ECLI:NL:GHSHE:2021:775
Gerechtshof 's-Hertogenbosch
- Hoger beroep
- Rechtspraak.nl
Hoger beroep inzake partner- en kinderalimentatie na echtscheiding met internationale aspecten
In deze zaak gaat het om een hoger beroep inzake partner- en kinderalimentatie na een echtscheiding tussen een Duitse vrouw en een Nederlandse man. De vrouw, verzoekster in het principaal hoger beroep, heeft in eerste aanleg een beschikking van de rechtbank Limburg (Maastricht) aangevochten, waarin de man was verplicht tot het betalen van partneralimentatie en kinderalimentatie. De vrouw verzoekt het hof om de bestreden beschikking te vernietigen en een hogere partneralimentatie vast te stellen, terwijl de man in incidenteel appel verzoekt om de kinderalimentatie te verlagen en de vrouw te veroordelen tot terugbetaling van teveel betaalde alimentatie.

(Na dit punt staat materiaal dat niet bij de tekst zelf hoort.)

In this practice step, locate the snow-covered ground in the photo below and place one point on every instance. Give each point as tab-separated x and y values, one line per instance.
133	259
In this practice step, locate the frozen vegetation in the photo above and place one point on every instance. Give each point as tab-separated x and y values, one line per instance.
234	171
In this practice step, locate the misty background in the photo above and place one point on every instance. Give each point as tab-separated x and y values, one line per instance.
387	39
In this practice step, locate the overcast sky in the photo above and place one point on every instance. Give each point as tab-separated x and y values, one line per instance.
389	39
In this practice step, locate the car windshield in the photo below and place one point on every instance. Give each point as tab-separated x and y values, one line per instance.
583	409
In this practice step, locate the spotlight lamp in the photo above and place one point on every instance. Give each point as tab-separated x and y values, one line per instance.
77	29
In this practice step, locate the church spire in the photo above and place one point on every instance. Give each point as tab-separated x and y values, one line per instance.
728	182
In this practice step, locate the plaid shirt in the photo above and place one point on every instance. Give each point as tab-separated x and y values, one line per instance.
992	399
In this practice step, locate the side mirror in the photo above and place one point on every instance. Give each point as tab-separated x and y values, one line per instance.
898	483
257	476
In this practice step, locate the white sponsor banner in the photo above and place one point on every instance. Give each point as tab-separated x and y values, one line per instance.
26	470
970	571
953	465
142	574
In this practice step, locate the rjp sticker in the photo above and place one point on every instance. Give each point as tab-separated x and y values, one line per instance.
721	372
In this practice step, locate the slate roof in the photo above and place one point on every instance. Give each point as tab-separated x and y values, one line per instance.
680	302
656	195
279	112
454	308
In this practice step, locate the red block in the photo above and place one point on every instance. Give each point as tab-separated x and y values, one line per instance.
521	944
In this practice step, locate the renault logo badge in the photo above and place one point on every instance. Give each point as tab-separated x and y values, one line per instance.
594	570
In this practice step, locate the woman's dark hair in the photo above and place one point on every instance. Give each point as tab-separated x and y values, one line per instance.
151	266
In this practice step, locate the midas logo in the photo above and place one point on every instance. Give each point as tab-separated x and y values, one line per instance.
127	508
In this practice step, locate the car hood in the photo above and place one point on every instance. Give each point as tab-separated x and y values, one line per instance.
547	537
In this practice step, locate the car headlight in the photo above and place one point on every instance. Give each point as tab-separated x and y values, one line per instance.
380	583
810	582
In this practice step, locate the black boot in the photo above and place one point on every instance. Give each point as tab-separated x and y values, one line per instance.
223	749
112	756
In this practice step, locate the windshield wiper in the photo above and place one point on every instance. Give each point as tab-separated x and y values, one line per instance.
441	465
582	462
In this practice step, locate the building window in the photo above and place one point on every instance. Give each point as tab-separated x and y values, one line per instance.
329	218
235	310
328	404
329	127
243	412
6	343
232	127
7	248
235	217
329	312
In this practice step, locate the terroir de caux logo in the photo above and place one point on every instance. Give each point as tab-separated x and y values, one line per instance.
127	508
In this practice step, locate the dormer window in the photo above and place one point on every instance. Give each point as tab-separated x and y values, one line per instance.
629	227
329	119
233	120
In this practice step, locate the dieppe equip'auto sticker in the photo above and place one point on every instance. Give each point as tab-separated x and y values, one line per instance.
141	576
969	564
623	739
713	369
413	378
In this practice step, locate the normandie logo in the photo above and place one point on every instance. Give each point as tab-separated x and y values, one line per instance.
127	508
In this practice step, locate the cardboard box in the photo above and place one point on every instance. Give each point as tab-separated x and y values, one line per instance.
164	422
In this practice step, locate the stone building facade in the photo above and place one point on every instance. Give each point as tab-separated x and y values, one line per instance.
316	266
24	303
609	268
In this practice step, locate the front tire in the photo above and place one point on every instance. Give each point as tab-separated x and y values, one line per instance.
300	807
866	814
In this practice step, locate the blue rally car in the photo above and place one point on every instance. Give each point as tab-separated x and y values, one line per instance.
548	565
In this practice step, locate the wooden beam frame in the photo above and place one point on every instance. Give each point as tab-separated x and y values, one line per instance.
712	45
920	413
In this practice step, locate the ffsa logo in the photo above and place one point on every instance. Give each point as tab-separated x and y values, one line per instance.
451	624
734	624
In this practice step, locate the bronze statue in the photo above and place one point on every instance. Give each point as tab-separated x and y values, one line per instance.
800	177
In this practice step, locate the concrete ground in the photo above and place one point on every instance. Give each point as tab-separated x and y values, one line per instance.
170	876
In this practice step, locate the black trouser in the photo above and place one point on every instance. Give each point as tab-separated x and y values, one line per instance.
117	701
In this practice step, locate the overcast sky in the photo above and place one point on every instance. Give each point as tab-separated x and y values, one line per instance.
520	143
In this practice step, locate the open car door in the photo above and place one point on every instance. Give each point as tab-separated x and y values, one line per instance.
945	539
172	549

Het hof heeft vastgesteld dat de vrouw geen aanspraak kan maken op kinderalimentatie, omdat er vrijwel geen contact is tussen haar en hun jongmeerderjarige kind. De man heeft zijn verzoek tot kinderalimentatie ingetrokken, waardoor het hof hem niet-ontvankelijk verklaart in dit verzoek. Wat betreft de partneralimentatie heeft het hof de draagkracht van de man beoordeeld en vastgesteld dat hij in staat is om € 508,-- per maand te betalen, met ingang van de datum van inschrijving van de echtscheidingsbeschikking. Het hof heeft de bestreden beschikking vernietigd voor zover deze betrekking heeft op de alimentatieverplichtingen en heeft de man verplicht tot het betalen van het vastgestelde bedrag aan de vrouw. De proceskosten in hoger beroep zijn gecompenseerd, aangezien partijen (gewezen) echtgenoten zijn.